Evolution of forecasts of peak activity over time. Estimates for the peak timing (Panels ac) and magnitude (Panels df) in GP consultations and ICU admissions over time. In Panels ac the shaded grey region gives the time interval over which the observed peaks in ILI (and ILI+, Panels a and b) and ICU admission (Panel c) occur. In places, the credible intervals vanish, where the peak week is predicted with certainty to be in a specific week. Again, region-specific estimates are presented in panels b and e, while only the ICU and Synthesis models forecast the ICU admission rates and only these models feature in Panels c and f

In estimating the magnitude of the peak in GP consultations (Panel D), both the Synthesis model and the SPC model give initially a large estimate (based on ILI+ data). The SPC model prediction drops quickly in 2018w2, whereas the Synthesis model takes two additional weeks to do so. Over time the magnitude of the peak GP activity estimated under each of the three models gradually declines, with the SPC model continuing to estimate slightly higher peak activity. Although more consistent over time, the estimates for the peak intensity in the SS and SPC models again seem to be very precise given the predicted fall in activity over time. In Panel E, the regional estimates for the peak intensity behave in much the same way as the regional estimates for Re with a gradual decline over time, with London and the Midlands having the lowest rates of peak activity and the North and South-East the highest. Estimates for the peak levels of ICU activity (Panel F) from the ICU model are very consistent over time, with the estimates from the Synthesis model converging to similar values from 2018w4 onwards. Table 1 presents the forecasts for the attack rates, the cumulative incidence of GP consultation, hospital and ICU admission over the course of the influenza season.
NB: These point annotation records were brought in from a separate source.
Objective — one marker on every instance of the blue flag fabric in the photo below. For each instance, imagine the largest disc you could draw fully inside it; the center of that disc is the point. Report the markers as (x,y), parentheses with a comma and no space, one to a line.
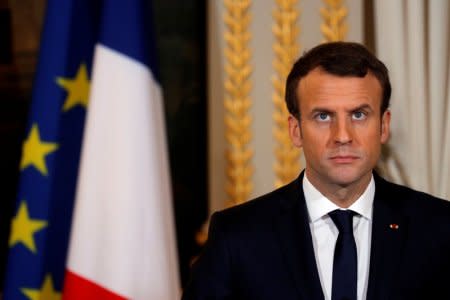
(51,150)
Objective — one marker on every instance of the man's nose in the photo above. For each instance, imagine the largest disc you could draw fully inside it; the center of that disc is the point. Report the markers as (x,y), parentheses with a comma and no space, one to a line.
(342,131)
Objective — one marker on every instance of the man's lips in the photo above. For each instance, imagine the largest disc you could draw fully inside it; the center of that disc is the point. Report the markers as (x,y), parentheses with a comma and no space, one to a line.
(344,159)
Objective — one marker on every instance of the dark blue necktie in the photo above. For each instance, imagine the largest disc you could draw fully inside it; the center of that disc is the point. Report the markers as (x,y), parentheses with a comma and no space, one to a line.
(345,260)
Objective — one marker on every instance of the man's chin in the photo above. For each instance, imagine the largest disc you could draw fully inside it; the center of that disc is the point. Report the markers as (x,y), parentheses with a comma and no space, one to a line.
(345,178)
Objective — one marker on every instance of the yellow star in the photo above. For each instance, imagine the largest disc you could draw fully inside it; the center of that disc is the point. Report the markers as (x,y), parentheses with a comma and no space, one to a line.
(35,150)
(23,228)
(77,88)
(46,292)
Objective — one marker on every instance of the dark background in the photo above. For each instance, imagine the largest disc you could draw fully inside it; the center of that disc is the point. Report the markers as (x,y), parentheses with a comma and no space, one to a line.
(180,28)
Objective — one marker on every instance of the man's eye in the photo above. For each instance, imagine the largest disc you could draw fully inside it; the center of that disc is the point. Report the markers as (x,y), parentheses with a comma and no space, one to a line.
(359,115)
(323,117)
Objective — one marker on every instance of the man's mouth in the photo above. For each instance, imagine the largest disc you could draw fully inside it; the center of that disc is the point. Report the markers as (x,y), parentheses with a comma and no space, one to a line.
(344,159)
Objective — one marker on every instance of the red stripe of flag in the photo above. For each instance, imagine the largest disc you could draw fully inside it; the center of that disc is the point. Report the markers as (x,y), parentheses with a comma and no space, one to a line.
(77,287)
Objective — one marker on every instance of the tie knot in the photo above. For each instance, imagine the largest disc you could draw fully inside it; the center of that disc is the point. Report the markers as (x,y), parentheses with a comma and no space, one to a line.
(343,219)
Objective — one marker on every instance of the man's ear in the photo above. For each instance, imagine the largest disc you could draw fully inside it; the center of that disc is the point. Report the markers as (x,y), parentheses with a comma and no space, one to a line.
(385,126)
(295,131)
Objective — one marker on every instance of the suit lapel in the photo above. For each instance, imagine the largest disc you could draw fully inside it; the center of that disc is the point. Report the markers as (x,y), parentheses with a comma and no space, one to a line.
(389,231)
(296,241)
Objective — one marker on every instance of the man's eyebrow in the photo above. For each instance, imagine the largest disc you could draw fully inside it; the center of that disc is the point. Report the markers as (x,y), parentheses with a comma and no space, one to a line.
(321,110)
(364,106)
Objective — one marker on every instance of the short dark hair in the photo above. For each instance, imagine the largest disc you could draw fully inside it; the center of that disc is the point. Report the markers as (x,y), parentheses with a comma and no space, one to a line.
(341,59)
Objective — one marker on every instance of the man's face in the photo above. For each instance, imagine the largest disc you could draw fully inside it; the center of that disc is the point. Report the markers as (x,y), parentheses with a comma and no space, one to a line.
(340,129)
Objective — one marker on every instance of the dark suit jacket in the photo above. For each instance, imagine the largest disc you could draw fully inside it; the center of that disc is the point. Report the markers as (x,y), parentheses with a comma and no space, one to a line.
(263,249)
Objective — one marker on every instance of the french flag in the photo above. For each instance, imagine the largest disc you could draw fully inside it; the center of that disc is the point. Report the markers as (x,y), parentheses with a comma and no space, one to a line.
(122,241)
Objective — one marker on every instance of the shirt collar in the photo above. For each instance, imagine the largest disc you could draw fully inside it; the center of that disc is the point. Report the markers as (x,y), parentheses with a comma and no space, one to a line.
(318,205)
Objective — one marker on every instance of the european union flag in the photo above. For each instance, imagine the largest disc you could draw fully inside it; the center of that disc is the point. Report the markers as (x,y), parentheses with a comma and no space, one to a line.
(49,166)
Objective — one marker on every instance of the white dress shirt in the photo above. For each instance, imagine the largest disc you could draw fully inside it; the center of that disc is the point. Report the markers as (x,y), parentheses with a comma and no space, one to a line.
(324,234)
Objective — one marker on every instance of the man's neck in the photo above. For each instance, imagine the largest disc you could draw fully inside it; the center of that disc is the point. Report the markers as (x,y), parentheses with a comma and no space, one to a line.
(341,195)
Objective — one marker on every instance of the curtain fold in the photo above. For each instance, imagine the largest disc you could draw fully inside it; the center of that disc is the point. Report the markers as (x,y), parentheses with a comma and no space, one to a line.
(412,37)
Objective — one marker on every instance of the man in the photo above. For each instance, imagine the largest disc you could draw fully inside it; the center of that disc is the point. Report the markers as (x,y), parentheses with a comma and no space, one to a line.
(339,231)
These forecasts behave similarly to the forecasts for peak incidence (see Fig. 2d–f), in that they take a similar amount of time to converge to stable values. However, over time, the attack rate forecasts by the ICU model are steadily increasing (due to a slower than anticipated decline in the number of admissions), whereas those for the SS model are decreasing. There is little overlap between credible intervals from week 5 to week 12 across all models except the Synthesis model where forecasts are significantly less certain. Forecast ILI+ attack rates from the SS model tend to be higher than those from the SPC and Synthesis models, whereas forecasts from attack rates of ICU admission are comparable between the ICU and Synthesis models. The Synthesis model does, however, appear to estimate a high ratio between the number of hospital admissions and GP consultations, with there being less than three GP consultations per Hospitalisation, suggesting some possible unaccounted-for bias in the data sources.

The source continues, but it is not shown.